Figure 4. MK test results of four daily temperature series used in this study. — forward sequence; — backward sequence.

Figure 4. MK test results of four daily temperature series used in this study. — forward sequence; — backward sequence.

However, more attention should be paid the following issues when using the proposed approach. First, wavelet choice and series’ trend would impact the computation of wavelet entropy values [42], so they would also impact the results of abrupt change detection by the proposed approach, and they should be carefully considered. Second, since the proposed approach is based on the entropy theories, the series analyzed must have big sample size enough and the sampling rates being smaller than the concerned scale for the accurate computation of entropy values, for instance, the daily temperature series were analyzed by the proposed approach for detecting the years when abrupt temperature changes occurred, but the annual series cannot meet this need.

4. Conclusions

In this paper, by taking the temperature variations in the Haihe River Basin as an example, a discrete wavelet entropy-aided approach was proposed for abrupt change detection. The observed temperature series indicate some main abrupt temperature changes in 1970s–1990s in the study area. The MK test results cannot reflect those obviously abrupt temperature changes after the 1980s. Comparatively, the proposed approach can detect all the main abrupt temperature changes in the Haihe River Basin, but the conventional entropy results cannot do this. Differing from the MK test which mainly considers the value order of series or the conventional entropy which mainly considers series’ statistical random characters, the proposed approach can describe the complexity of a series by effectively considering its composition and characteristics under different scales, based on which the results of abrupt change detection can be more reliable and accurate.

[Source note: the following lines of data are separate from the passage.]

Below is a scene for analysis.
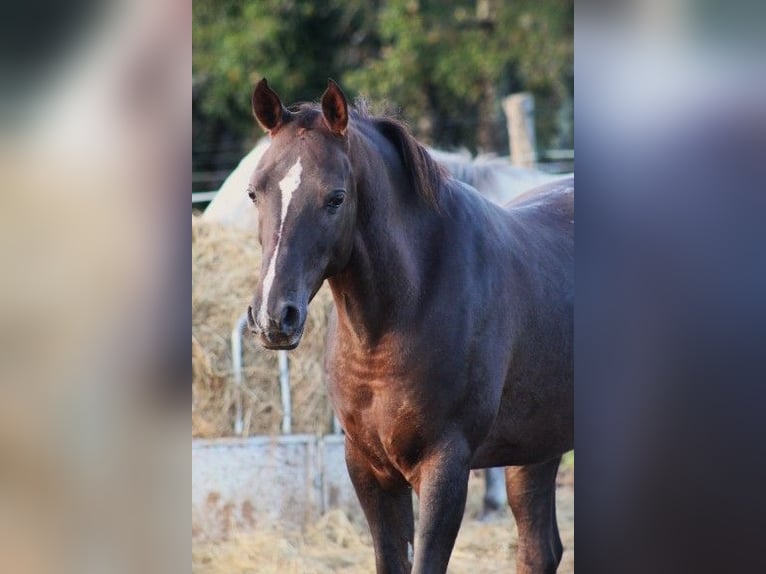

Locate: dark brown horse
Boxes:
[248,80,574,573]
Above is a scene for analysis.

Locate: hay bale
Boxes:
[192,217,332,438]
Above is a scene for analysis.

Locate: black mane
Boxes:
[290,100,447,206]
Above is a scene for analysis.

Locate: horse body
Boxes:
[249,82,574,573]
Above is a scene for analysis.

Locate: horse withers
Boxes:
[248,79,574,573]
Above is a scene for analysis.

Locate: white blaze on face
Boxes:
[258,158,303,327]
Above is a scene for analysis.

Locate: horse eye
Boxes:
[327,189,346,211]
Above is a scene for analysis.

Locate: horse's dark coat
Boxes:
[249,80,574,573]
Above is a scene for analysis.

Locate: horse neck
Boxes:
[329,125,439,346]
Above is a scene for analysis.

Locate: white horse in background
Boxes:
[201,141,571,519]
[202,137,571,229]
[201,137,270,230]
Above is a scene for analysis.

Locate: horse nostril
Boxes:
[281,304,300,333]
[247,305,255,331]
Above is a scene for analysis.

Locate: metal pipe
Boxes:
[279,351,292,434]
[231,312,247,436]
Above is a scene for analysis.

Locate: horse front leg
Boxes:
[412,437,471,574]
[505,457,563,574]
[346,437,415,574]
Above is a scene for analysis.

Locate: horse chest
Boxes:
[330,357,431,481]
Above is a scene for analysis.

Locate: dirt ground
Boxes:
[192,465,574,574]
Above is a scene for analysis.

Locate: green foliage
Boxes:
[193,0,574,161]
[192,0,370,136]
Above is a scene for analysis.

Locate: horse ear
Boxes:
[322,80,348,136]
[253,78,290,136]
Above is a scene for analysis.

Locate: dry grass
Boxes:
[192,217,332,438]
[192,469,574,574]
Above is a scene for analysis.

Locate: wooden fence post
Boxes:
[503,92,537,168]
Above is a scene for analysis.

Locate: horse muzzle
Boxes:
[247,302,306,351]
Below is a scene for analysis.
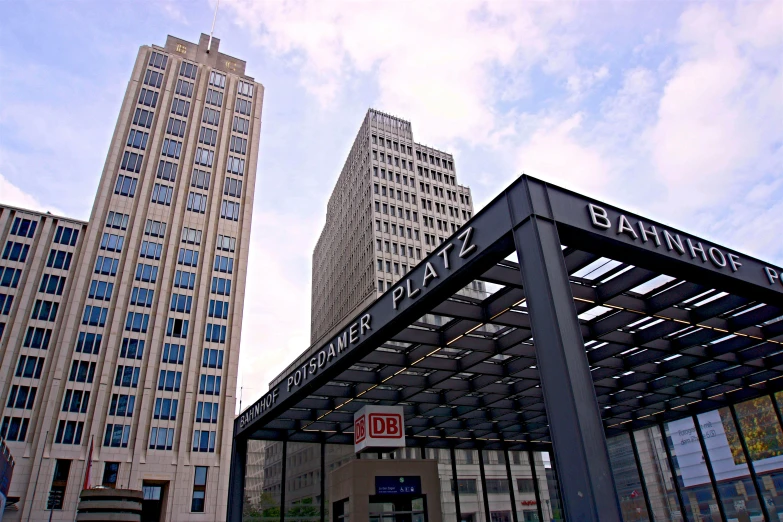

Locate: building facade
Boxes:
[0,34,263,520]
[310,109,473,344]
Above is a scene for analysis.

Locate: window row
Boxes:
[120,150,144,173]
[125,129,150,150]
[198,375,220,395]
[54,225,79,246]
[196,401,218,424]
[125,312,150,333]
[94,256,120,276]
[0,294,11,312]
[171,98,190,118]
[174,270,196,290]
[182,227,201,245]
[375,201,419,222]
[120,337,144,360]
[166,116,188,138]
[204,323,227,344]
[149,428,174,450]
[0,266,21,288]
[139,241,163,260]
[82,305,109,327]
[54,420,84,445]
[3,241,30,263]
[201,348,223,369]
[22,326,52,350]
[152,397,179,420]
[114,364,141,388]
[46,245,72,270]
[193,430,215,453]
[174,78,193,98]
[138,89,158,109]
[0,294,11,312]
[109,393,136,417]
[14,355,46,379]
[5,384,38,410]
[68,361,95,383]
[166,317,190,339]
[0,417,30,442]
[215,234,237,252]
[76,332,103,355]
[133,107,155,129]
[161,343,185,364]
[158,370,182,391]
[220,199,239,221]
[61,389,90,413]
[10,217,38,238]
[103,424,130,448]
[106,212,130,230]
[144,219,166,237]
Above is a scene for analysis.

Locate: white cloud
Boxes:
[237,208,320,407]
[0,174,65,216]
[220,0,783,405]
[650,2,783,213]
[228,0,580,147]
[519,113,609,193]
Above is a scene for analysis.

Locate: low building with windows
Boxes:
[0,30,264,521]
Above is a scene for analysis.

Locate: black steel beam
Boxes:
[226,437,247,522]
[509,178,622,522]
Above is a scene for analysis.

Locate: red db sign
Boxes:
[353,406,405,452]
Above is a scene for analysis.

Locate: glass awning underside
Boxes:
[250,247,783,449]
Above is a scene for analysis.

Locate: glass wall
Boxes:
[285,442,321,522]
[728,395,783,521]
[606,433,650,522]
[242,440,283,522]
[633,427,683,522]
[239,394,783,522]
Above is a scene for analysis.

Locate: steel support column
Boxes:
[226,438,247,522]
[509,196,622,522]
[449,446,462,522]
[280,439,288,522]
[691,415,728,520]
[476,448,490,520]
[628,431,655,518]
[503,448,516,522]
[527,451,546,520]
[653,422,688,520]
[321,442,329,522]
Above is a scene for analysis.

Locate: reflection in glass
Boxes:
[740,395,783,521]
[698,408,762,522]
[606,433,650,522]
[633,427,683,522]
[665,417,721,522]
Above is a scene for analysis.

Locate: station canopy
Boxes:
[235,176,783,451]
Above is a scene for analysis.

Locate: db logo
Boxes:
[370,413,402,439]
[353,415,367,444]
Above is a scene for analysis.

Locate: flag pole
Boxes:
[207,0,220,53]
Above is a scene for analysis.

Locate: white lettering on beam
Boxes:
[587,203,748,274]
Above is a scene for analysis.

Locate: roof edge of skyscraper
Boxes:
[0,201,88,225]
[157,33,263,79]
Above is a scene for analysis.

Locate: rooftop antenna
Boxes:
[207,0,220,53]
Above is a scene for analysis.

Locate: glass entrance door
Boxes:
[369,495,427,522]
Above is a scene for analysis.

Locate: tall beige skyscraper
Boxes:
[0,34,264,521]
[310,109,473,344]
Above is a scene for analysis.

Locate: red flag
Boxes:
[82,437,92,489]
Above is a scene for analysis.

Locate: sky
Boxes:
[0,0,783,407]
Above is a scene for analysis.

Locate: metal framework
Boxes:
[229,176,783,521]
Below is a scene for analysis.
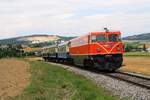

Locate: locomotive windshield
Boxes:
[92,34,107,42]
[108,34,121,42]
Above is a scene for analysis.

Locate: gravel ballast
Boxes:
[50,62,150,100]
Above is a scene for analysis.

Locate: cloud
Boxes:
[0,0,150,39]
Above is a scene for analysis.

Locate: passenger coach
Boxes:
[43,31,123,71]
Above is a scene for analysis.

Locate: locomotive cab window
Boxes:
[92,34,106,42]
[108,34,121,42]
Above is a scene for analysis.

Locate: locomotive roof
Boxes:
[70,31,121,41]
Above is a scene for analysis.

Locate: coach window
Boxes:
[96,34,106,42]
[108,34,121,42]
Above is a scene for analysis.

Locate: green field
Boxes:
[14,61,118,100]
[124,52,150,57]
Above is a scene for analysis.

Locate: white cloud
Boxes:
[0,0,150,38]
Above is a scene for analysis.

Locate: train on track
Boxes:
[42,30,124,71]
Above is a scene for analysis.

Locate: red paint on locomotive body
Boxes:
[69,32,123,55]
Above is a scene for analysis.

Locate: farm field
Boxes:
[124,52,150,57]
[0,58,118,100]
[0,59,30,100]
[119,56,150,75]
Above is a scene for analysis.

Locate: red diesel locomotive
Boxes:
[43,31,123,71]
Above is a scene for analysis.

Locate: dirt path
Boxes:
[0,59,30,100]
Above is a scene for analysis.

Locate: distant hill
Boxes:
[0,35,74,45]
[123,33,150,40]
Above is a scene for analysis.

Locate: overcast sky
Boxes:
[0,0,150,39]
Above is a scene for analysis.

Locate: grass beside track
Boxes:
[124,52,150,57]
[14,61,118,100]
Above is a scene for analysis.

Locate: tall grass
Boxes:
[14,61,118,100]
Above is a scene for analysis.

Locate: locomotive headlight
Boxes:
[97,48,101,52]
[116,47,120,51]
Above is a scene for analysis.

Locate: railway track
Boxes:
[47,63,150,90]
[105,72,150,90]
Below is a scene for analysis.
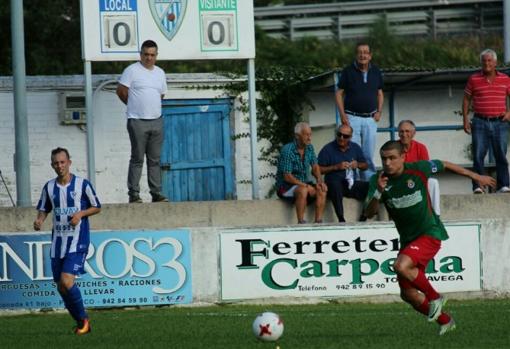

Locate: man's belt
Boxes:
[473,113,503,121]
[345,110,376,118]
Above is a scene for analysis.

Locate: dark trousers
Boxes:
[326,179,368,222]
[471,117,510,190]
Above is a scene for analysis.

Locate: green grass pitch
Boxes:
[0,299,510,349]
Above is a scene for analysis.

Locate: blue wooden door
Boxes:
[161,99,235,201]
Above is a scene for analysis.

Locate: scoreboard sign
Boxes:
[81,0,255,61]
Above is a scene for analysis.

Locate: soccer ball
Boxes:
[253,311,283,342]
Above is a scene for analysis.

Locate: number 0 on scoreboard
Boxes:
[200,1,239,51]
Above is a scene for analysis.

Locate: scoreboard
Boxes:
[81,0,255,61]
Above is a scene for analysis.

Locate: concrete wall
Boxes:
[0,74,274,206]
[0,194,510,303]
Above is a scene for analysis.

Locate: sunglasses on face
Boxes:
[336,132,351,139]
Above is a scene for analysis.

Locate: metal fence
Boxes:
[255,0,503,40]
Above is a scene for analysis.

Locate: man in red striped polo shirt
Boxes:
[462,49,510,194]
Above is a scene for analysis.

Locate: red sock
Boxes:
[414,298,451,325]
[411,270,440,300]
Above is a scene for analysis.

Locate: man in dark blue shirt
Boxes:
[335,43,384,181]
[318,125,368,222]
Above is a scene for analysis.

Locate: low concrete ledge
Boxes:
[0,194,510,232]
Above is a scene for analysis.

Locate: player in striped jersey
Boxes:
[365,141,496,335]
[34,148,101,335]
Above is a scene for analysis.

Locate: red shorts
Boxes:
[398,235,441,288]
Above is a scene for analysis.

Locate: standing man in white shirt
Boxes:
[117,40,168,203]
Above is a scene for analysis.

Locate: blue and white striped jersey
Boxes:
[37,174,101,258]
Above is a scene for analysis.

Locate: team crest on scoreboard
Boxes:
[149,0,188,40]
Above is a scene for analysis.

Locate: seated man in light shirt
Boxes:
[398,120,441,216]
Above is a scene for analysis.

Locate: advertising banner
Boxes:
[81,0,255,61]
[220,223,481,301]
[0,230,192,309]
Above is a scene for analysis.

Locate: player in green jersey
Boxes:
[365,141,496,335]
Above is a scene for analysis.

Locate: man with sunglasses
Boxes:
[319,125,368,222]
[398,120,441,216]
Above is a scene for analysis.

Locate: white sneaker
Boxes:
[439,318,457,336]
[498,186,510,193]
[428,296,446,322]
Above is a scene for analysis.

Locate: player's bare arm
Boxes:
[69,207,101,227]
[365,171,388,218]
[34,211,48,231]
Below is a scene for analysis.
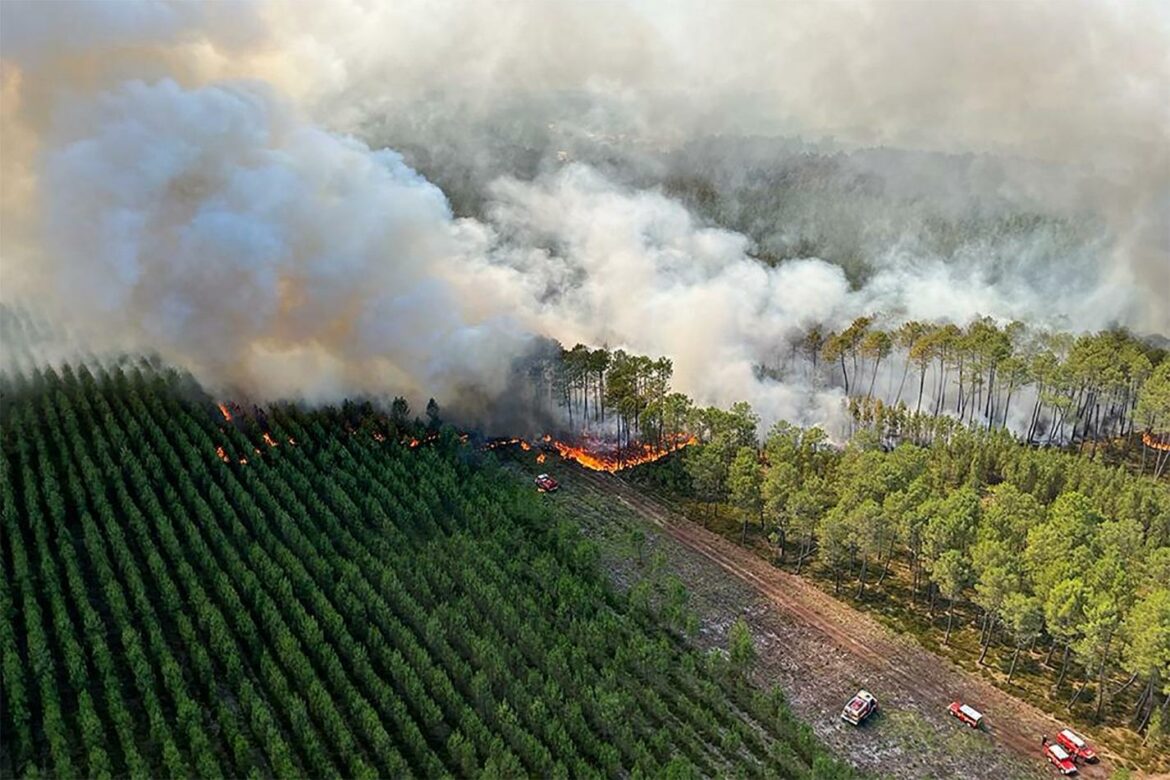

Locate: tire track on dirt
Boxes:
[570,470,1109,778]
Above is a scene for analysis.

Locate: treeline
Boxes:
[639,420,1170,757]
[790,317,1170,444]
[0,364,852,778]
[530,344,694,446]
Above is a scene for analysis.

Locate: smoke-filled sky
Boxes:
[0,0,1170,422]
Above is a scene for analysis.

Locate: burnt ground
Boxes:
[519,463,1123,778]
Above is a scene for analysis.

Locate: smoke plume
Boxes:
[0,1,1170,422]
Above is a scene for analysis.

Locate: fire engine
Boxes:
[1044,741,1076,774]
[841,690,878,726]
[947,702,983,729]
[1057,729,1100,764]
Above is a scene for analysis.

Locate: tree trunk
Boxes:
[1109,671,1137,698]
[1044,640,1057,669]
[1095,643,1110,722]
[1065,669,1092,711]
[914,364,927,414]
[866,357,881,398]
[1052,642,1073,693]
[979,612,996,667]
[876,543,894,588]
[1007,644,1020,685]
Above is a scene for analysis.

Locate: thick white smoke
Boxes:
[0,1,1170,422]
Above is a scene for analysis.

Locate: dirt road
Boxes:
[574,470,1109,778]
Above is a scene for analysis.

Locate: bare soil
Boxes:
[555,464,1123,778]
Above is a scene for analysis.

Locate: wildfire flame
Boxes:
[552,435,698,474]
[1142,430,1170,453]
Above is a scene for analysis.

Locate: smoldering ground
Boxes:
[0,2,1170,430]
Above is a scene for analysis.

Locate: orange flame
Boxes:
[1142,430,1170,453]
[552,435,698,474]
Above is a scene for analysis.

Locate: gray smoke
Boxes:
[0,1,1170,430]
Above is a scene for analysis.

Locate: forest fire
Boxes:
[552,435,698,474]
[486,434,698,474]
[1142,430,1170,453]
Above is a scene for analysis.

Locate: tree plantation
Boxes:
[0,364,861,778]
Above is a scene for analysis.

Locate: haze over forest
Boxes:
[0,2,1170,423]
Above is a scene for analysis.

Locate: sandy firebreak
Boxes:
[558,469,1109,778]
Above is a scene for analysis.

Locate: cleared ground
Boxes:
[535,464,1109,778]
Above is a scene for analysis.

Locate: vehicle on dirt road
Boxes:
[1057,729,1101,764]
[947,702,983,729]
[1044,739,1076,774]
[841,690,878,726]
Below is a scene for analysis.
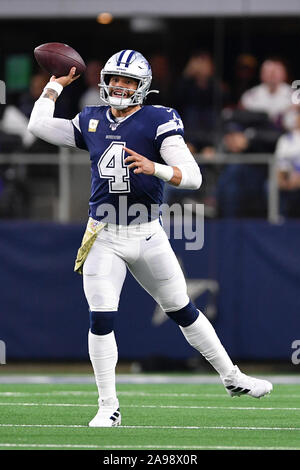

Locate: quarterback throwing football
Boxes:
[28,50,272,427]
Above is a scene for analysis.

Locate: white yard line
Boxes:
[0,443,299,450]
[0,424,300,431]
[0,390,300,400]
[0,402,300,411]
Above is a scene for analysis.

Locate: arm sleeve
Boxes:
[28,93,77,147]
[160,135,202,189]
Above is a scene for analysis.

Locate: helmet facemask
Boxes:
[99,72,149,109]
[99,50,158,109]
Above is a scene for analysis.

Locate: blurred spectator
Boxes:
[175,52,228,147]
[0,166,29,219]
[241,58,292,127]
[231,54,257,105]
[147,52,174,106]
[275,108,300,217]
[217,122,267,217]
[79,60,105,111]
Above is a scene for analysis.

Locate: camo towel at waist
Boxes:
[74,217,107,274]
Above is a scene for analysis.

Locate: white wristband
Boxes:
[44,82,64,96]
[154,163,174,181]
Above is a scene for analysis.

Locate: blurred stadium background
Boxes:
[0,0,300,374]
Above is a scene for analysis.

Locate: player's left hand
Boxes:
[124,147,155,175]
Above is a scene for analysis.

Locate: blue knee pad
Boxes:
[90,311,118,335]
[166,302,199,327]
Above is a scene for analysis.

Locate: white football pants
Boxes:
[83,220,233,400]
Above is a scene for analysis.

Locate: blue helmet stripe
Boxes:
[117,49,127,66]
[125,51,135,67]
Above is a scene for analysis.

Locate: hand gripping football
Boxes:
[34,42,86,78]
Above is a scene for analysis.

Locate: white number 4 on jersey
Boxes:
[98,142,130,193]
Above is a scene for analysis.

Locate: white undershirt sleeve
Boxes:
[160,135,202,189]
[28,82,76,147]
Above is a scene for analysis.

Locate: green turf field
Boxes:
[0,384,300,450]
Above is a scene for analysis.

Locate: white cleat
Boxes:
[221,366,273,398]
[89,398,121,428]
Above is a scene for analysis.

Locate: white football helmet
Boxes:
[99,49,159,109]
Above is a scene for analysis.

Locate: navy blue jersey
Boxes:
[73,106,183,225]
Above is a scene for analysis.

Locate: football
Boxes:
[34,42,86,77]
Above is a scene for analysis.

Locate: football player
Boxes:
[29,50,272,427]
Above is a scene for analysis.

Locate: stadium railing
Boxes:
[0,148,280,224]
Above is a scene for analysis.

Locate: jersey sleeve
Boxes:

Since the proposed approach uses DWE to describe the complexity and disorderliness of series, the results more reflect the variations and abrupt changes of climatic systems. In addition, the proposed approach can detect not only the abrupt change but also the complexity variation of a climatic variable over time, so based on it the climate change and variability can be more clearly understood. To sum up, the conventional MK test cannot meet the practical needs enough, and the DWE-aided approach can be an effectively alternative method for abrupt change detection. Besides, the proposed approach can also be suitable for analyses of time series and dynamic systems in other domains.

Finally, further studies using more data from other basins with diverse geographic characters should be conducted to further strengthen the effectiveness of the proposed approach. In addition, the uncertainty of the DWE-aided abrupt change detection results should be further studied in the future.